Global Neonatal & Children's Health
Global Neonatal & Children's Health 2
Chris A. Rees, MD, MPH (he/him/his)
Assistant Professor
Emory University School of Medicine
ATLANTA, Georgia, United States
We conducted a cross-sectional study of abstracts that reported pediatric research conducted in at least one LMIC and was presented at one of seven major scientific conferences in 2017, 2018, or 2019. The years were selected to provide 2.5 years to 4.5 years between the conference and publication search.

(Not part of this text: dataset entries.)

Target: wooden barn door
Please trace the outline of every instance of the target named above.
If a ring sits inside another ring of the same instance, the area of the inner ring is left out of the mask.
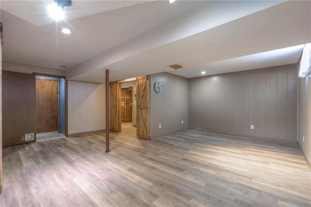
[[[118,81],[110,83],[110,131],[115,132],[121,132],[121,119],[119,118],[121,93],[121,85]]]
[[[150,139],[149,77],[137,78],[137,137]]]
[[[37,134],[59,132],[59,81],[36,79]]]

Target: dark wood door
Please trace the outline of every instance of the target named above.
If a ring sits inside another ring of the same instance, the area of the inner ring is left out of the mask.
[[[59,81],[36,79],[37,134],[59,132]]]
[[[137,107],[137,137],[150,139],[149,77],[137,78],[136,82]]]

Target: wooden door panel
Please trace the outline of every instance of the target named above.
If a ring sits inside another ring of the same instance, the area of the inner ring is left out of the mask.
[[[148,76],[137,78],[137,137],[150,139],[149,81]]]
[[[59,81],[36,79],[37,134],[59,132]]]
[[[110,131],[119,132],[119,84],[118,81],[110,83]]]

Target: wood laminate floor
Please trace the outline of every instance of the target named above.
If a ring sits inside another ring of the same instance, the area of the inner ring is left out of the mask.
[[[296,144],[122,132],[109,153],[104,133],[4,148],[0,206],[311,206]]]

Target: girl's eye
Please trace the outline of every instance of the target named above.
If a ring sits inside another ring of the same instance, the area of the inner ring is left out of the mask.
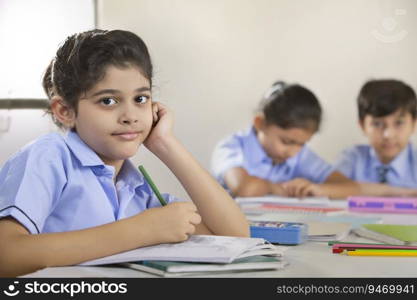
[[[135,101],[140,104],[144,104],[149,100],[148,96],[138,96],[135,98]]]
[[[117,101],[114,100],[113,98],[103,98],[100,100],[100,103],[105,106],[112,106],[112,105],[115,105]]]
[[[382,124],[382,122],[374,121],[374,122],[372,122],[372,126],[374,126],[376,128],[382,128],[383,124]]]

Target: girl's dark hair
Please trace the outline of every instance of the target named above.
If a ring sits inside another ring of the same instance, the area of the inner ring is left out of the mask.
[[[43,76],[43,89],[49,99],[57,94],[77,112],[82,94],[103,79],[110,65],[136,66],[152,86],[152,62],[140,37],[124,30],[94,29],[69,36],[59,47]]]
[[[414,90],[399,80],[380,79],[366,82],[358,95],[359,120],[366,115],[384,117],[402,110],[417,118],[417,99]]]
[[[278,127],[303,128],[318,131],[321,106],[316,96],[299,84],[275,82],[265,93],[259,109],[267,124]]]

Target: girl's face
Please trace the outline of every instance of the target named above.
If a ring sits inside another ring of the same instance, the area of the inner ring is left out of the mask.
[[[314,134],[311,130],[304,128],[283,129],[276,125],[266,124],[263,117],[260,118],[258,122],[255,120],[258,141],[276,164],[295,156]]]
[[[149,80],[136,67],[109,66],[78,102],[73,127],[105,164],[117,165],[136,154],[152,121]]]

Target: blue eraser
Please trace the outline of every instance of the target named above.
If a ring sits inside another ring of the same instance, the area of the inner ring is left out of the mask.
[[[274,244],[298,245],[307,240],[308,226],[296,222],[251,221],[250,235]]]

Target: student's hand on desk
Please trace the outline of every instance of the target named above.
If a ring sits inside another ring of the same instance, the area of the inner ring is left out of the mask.
[[[314,192],[314,183],[304,178],[295,178],[290,181],[281,183],[287,196],[290,197],[307,197],[312,196]]]
[[[159,102],[152,103],[152,116],[152,129],[144,145],[153,152],[158,146],[163,146],[164,140],[173,137],[174,116],[170,109]]]
[[[142,226],[156,239],[154,244],[185,241],[201,222],[197,207],[192,202],[175,202],[150,208],[137,216],[147,218]]]

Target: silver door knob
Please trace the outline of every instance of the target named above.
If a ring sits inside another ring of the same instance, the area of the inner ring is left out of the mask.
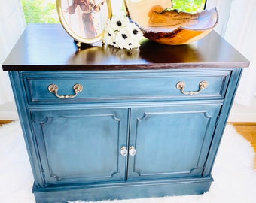
[[[129,148],[129,154],[130,156],[135,156],[136,154],[136,153],[137,153],[137,150],[136,150],[136,148],[133,146],[130,147],[130,148]]]
[[[127,150],[126,147],[124,147],[124,146],[123,146],[123,147],[121,147],[121,150],[120,151],[120,153],[123,156],[127,156],[127,154],[128,154],[128,150]]]

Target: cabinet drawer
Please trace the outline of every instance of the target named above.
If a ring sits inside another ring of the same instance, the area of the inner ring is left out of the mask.
[[[24,74],[23,80],[29,104],[116,102],[222,98],[230,74],[230,71],[120,74],[53,71],[51,74]],[[177,88],[177,83],[181,81],[185,85],[183,92]],[[202,81],[206,81],[208,86],[200,91]],[[57,86],[57,94],[64,98],[49,91],[51,84]],[[75,84],[83,86],[77,95],[73,89]],[[69,95],[71,98],[65,98]]]

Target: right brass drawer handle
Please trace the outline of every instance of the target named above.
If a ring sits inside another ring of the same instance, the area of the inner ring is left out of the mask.
[[[208,87],[209,83],[206,80],[203,80],[202,82],[200,82],[199,83],[199,90],[195,91],[195,92],[186,92],[184,91],[185,86],[186,86],[186,83],[184,82],[178,82],[176,84],[176,88],[178,89],[180,89],[181,92],[182,92],[182,94],[184,95],[197,95],[199,94],[202,89],[206,89]]]
[[[75,84],[73,86],[73,89],[75,91],[75,95],[59,95],[58,94],[59,86],[57,85],[51,84],[48,86],[48,91],[55,94],[55,95],[59,98],[70,98],[76,97],[78,92],[83,91],[83,86],[81,84]]]

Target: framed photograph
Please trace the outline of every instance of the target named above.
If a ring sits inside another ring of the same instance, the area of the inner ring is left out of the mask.
[[[65,30],[78,42],[86,44],[102,39],[112,14],[110,0],[56,0],[56,8]]]

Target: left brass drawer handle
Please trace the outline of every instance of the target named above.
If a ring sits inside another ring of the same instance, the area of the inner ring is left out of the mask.
[[[206,80],[203,80],[202,82],[200,82],[199,83],[199,90],[197,91],[195,91],[195,92],[186,92],[184,91],[184,89],[185,89],[185,86],[186,86],[186,83],[184,82],[178,82],[177,84],[176,84],[176,88],[178,89],[180,89],[181,92],[182,92],[182,94],[184,95],[197,95],[199,94],[200,92],[201,92],[201,91],[203,89],[206,89],[208,87],[208,85],[209,85],[209,83]]]
[[[75,95],[59,95],[58,94],[59,86],[57,85],[51,84],[48,86],[49,92],[55,94],[55,95],[59,98],[71,98],[76,97],[78,92],[83,91],[83,86],[81,84],[75,84],[73,86],[73,89],[75,91]]]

We used PubMed, EMBASE, and Google Scholar to search for publications with the same authors and study aims as the presented abstract with a censoring date of November 15, 2022. We created a Kaplan-Meier curve to determine the cumulative incidence of publication of pediatric global health abstracts. We used predetermined abstract-level factors and created a multivariable Cox proportional hazard model to identify factors associated with time to publication.

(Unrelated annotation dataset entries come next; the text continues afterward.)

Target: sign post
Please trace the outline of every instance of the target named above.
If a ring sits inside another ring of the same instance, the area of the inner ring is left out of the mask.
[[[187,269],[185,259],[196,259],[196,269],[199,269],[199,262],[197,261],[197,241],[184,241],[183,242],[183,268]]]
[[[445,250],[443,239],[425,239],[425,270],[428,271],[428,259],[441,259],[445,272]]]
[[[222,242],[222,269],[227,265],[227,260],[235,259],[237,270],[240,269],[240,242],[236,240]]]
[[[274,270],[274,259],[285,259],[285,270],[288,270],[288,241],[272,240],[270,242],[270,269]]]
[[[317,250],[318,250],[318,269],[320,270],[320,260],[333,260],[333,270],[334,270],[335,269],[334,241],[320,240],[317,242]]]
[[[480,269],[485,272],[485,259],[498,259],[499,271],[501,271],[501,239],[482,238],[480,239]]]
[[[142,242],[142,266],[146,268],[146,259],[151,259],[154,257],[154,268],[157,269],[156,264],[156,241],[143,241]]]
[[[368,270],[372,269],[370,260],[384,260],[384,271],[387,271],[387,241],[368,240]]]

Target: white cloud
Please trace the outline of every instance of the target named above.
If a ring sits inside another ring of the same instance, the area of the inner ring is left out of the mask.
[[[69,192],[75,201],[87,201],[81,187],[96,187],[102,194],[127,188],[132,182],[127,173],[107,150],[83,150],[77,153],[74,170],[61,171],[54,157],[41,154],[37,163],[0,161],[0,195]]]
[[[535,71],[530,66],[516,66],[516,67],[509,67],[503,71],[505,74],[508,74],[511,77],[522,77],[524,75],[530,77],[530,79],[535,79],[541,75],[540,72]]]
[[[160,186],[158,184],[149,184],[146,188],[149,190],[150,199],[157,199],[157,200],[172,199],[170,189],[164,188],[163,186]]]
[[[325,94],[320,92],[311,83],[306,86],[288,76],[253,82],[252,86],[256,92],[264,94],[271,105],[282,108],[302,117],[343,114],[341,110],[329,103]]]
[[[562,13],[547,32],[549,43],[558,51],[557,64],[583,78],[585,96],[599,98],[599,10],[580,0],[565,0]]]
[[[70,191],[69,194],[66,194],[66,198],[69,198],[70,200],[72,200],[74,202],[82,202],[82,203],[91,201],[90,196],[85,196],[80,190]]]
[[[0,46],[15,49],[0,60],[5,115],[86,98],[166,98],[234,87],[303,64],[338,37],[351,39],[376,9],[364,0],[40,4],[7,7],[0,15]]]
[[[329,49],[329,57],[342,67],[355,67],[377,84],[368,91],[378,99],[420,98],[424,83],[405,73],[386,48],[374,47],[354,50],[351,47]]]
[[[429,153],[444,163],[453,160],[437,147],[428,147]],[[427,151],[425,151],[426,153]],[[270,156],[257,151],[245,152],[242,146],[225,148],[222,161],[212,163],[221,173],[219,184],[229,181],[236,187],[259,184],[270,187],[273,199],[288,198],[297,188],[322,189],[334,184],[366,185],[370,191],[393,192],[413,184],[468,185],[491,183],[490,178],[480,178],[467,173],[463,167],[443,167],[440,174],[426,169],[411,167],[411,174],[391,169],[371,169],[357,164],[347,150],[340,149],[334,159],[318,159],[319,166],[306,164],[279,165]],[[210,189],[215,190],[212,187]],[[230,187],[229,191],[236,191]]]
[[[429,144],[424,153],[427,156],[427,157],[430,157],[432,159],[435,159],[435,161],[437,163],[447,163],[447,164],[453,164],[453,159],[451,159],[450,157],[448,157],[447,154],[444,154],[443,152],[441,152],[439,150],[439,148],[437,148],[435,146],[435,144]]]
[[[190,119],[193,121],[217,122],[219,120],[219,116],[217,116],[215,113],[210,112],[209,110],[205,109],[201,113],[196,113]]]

Results: A total of 8,105 abstracts were reviewed and 1,433 reported pediatric research conducted in at least one LMIC. Approximately half of the included abstracts (50.5%, n=729) reported work conducted in sub-Saharan Africa and 42.5% (n=613) reported work conducted in lower-middle income countries (Table). The median number of authors per abstract was 7 (interquartile range 4, 10). Publications were available for 32.8% (95% CI 30.4-35.3%) of abstracts at 24 months and 45.2% (95% CI 42.6-47.9%) at 48 months (Figure). Abstracts reporting work conducted in East Asia and Pacific, South Asia, and sub-Saharan Africa were published sooner than those conducted in other regions. Abstracts that reported randomized controlled trial results were published sooner than cross-sectional studies.

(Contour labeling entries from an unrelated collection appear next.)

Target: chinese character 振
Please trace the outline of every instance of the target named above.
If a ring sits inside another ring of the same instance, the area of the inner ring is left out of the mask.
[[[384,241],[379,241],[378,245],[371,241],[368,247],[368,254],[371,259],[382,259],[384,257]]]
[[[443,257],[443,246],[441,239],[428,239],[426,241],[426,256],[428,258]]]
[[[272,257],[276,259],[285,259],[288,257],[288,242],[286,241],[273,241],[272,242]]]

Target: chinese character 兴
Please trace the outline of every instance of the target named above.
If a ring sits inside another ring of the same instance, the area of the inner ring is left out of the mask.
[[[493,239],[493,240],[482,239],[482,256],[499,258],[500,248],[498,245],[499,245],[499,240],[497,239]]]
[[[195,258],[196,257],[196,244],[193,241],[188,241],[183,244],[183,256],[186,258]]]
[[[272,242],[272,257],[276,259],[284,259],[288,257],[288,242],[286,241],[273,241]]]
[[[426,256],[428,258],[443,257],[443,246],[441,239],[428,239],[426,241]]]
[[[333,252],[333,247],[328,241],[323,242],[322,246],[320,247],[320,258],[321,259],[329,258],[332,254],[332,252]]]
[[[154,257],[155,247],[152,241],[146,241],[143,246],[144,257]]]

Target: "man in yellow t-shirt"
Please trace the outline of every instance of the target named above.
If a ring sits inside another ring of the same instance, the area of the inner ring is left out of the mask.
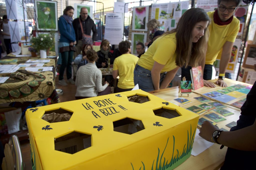
[[[134,87],[133,70],[139,58],[130,54],[131,46],[131,43],[127,41],[122,41],[118,45],[122,55],[115,59],[112,73],[114,79],[119,75],[120,77],[115,93],[130,91]]]
[[[216,84],[221,86],[227,86],[224,81],[225,73],[234,43],[240,29],[239,20],[233,17],[233,15],[241,2],[241,0],[218,0],[218,9],[215,11],[207,12],[212,22],[208,27],[210,37],[205,65],[204,63],[202,64],[202,69],[204,68],[204,79],[211,79],[212,66],[222,49],[219,79],[216,82]],[[213,83],[206,80],[204,80],[204,84],[207,87],[215,87]]]

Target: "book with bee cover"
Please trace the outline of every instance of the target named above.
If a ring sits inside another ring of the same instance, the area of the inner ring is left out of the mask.
[[[181,81],[180,89],[182,93],[191,93],[191,81]]]
[[[193,89],[194,90],[204,87],[204,79],[203,78],[202,67],[201,66],[192,67],[191,70],[191,79],[193,82]]]

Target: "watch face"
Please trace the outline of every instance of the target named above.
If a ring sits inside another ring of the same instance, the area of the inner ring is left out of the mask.
[[[212,134],[212,136],[214,137],[217,134],[218,134],[218,132],[217,131],[215,131]]]

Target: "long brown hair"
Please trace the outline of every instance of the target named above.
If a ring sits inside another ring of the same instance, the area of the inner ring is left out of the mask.
[[[188,10],[180,18],[176,28],[164,33],[162,36],[176,32],[177,45],[175,52],[176,65],[180,67],[198,66],[205,57],[208,34],[207,29],[204,35],[196,43],[192,42],[192,33],[196,24],[201,21],[210,21],[204,10],[193,8]],[[209,24],[208,24],[209,25]]]

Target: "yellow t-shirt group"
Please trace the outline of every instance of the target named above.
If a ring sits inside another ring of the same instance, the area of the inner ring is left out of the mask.
[[[115,59],[113,70],[118,70],[120,78],[117,87],[123,89],[134,87],[133,71],[139,58],[131,54],[124,54]]]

Conclusion(s): Fewer than half of pediatric global health abstracts were published in peer-reviewed journals years after the conference presentation. Efforts are urgently needed to support the widespread and long-lasting dissemination of pediatric research conducted in LMICs presented as abstracts at professional conferences. Such efforts may lead to a more robust evidence base to guide both clinical care and policy related to child health in LMICs.